Évangile du Jeudi 21 avril 2022 – Octave de Pâques (tiré du Prions en Église et pour les personnes qui voudraient s’abonner au Prions)
« Ainsi est-il écrit que le Christ souffrirait, qu’il ressusciterait d’entre les morts le troisième jour » Lc 24, 35-48
En ce temps-là, les disciples qui rentraient d’Emmaüs racontaient aux onze Apôtres et à leurs compagnons ce qui s’était passé sur la route, et comment le Seigneur s’était fait reconnaître par eux à la fraction du pain. Comme ils en parlaient encore, lui-même fut présent au milieu d’eux, et leur dit : « La paix soit avec vous ! » Saisis de frayeur et de crainte, ils croyaient voir un esprit. Jésus leur dit : « Pourquoi êtes-vous bouleversés ? Et pourquoi ces pensées qui surgissent dans votre cœur ? Voyez mes mains et mes pieds : c’est bien moi ! Touchez-moi, regardez : un esprit n’a pas de chair ni d’os comme vous constatez que j’en ai. » Après cette parole, il leur montra ses mains et ses pieds. Dans leur joie, ils n’osaient pas encore y croire, et restaient saisis d’étonnement. Jésus leur dit : « Avez-vous ici quelque chose à manger ? » Ils lui présentèrent une part de poisson grillé qu’il prit et mangea devant eux.
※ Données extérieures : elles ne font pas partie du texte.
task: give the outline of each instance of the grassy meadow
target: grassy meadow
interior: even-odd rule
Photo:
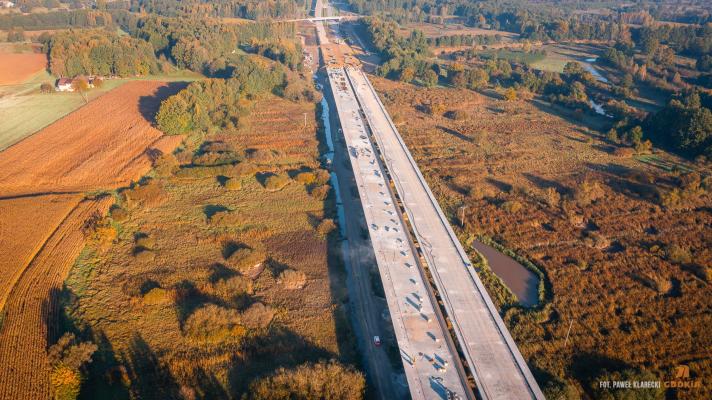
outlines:
[[[115,239],[66,281],[69,328],[100,346],[84,394],[239,398],[278,367],[354,362],[314,115],[270,95],[115,194]]]

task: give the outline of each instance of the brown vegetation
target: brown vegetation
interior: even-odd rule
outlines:
[[[493,238],[546,273],[546,304],[505,315],[538,379],[591,398],[603,369],[669,380],[686,364],[695,379],[712,377],[701,311],[712,306],[710,191],[680,172],[694,166],[661,151],[619,157],[604,134],[536,103],[486,99],[458,121],[422,105],[460,109],[479,95],[374,81],[446,213],[455,220],[467,206],[463,236]],[[674,191],[675,206],[661,206]]]
[[[151,166],[154,148],[180,137],[151,126],[160,101],[179,85],[130,82],[92,101],[0,155],[0,193],[83,191],[124,186]]]
[[[0,365],[8,368],[0,374],[0,398],[49,398],[46,349],[58,339],[62,282],[84,247],[85,222],[110,205],[110,197],[79,203],[13,286],[0,326]]]
[[[345,288],[324,233],[333,211],[310,194],[326,181],[305,113],[314,105],[269,95],[239,128],[192,135],[175,157],[159,158],[157,166],[173,167],[143,185],[160,187],[162,201],[129,206],[135,188],[119,197],[115,243],[89,248],[66,282],[71,316],[110,349],[83,395],[108,386],[144,398],[239,398],[279,367],[354,360],[340,336]],[[232,152],[236,161],[195,165],[204,160],[196,152]],[[313,182],[289,178],[304,171]],[[281,190],[265,190],[270,177]],[[240,190],[227,190],[233,180]],[[143,253],[152,260],[137,261]],[[157,372],[142,369],[147,358]],[[110,371],[126,371],[128,382],[107,379]]]
[[[47,67],[47,56],[42,53],[14,53],[0,50],[0,85],[25,82]]]

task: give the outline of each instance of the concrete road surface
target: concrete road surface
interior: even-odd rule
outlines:
[[[361,108],[342,68],[327,69],[413,399],[467,398],[456,353],[437,318]]]
[[[368,78],[361,70],[346,70],[421,244],[481,397],[544,399]],[[376,246],[378,239],[373,242]]]

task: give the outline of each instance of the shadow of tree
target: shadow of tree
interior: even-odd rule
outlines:
[[[138,110],[143,118],[150,122],[155,122],[156,113],[161,106],[161,102],[170,96],[180,92],[188,86],[188,82],[168,82],[160,86],[150,96],[141,96],[138,99]]]
[[[131,338],[126,353],[122,353],[126,373],[131,382],[132,398],[176,399],[181,398],[180,389],[168,368],[161,363],[156,353],[141,334]]]

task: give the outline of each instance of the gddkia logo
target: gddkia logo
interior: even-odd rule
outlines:
[[[690,367],[687,365],[678,365],[675,367],[673,378],[673,380],[663,383],[666,388],[691,389],[702,387],[701,379],[690,379]]]

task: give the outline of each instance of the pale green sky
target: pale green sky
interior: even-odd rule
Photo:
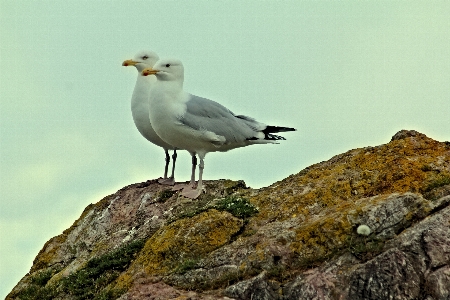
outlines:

Puis il leur déclara : « Voici les paroles que je vous ai dites quand j’étais encore avec vous : “Il faut que s’accomplisse tout ce qui a été écrit à mon sujet dans la loi de Moïse, les Prophètes et les Psaumes.” » Alors il ouvrit leur intelligence à la compréhension des Écritures. Il leur dit : « Ainsi est-il écrit que le Christ souffrirait, qu’il ressusciterait d’entre les morts le troisième jour, et que la conversion serait proclamée en son nom, pour le pardon des péchés, à toutes les nations, en commençant par Jérusalem. À vous d’en être les témoins. »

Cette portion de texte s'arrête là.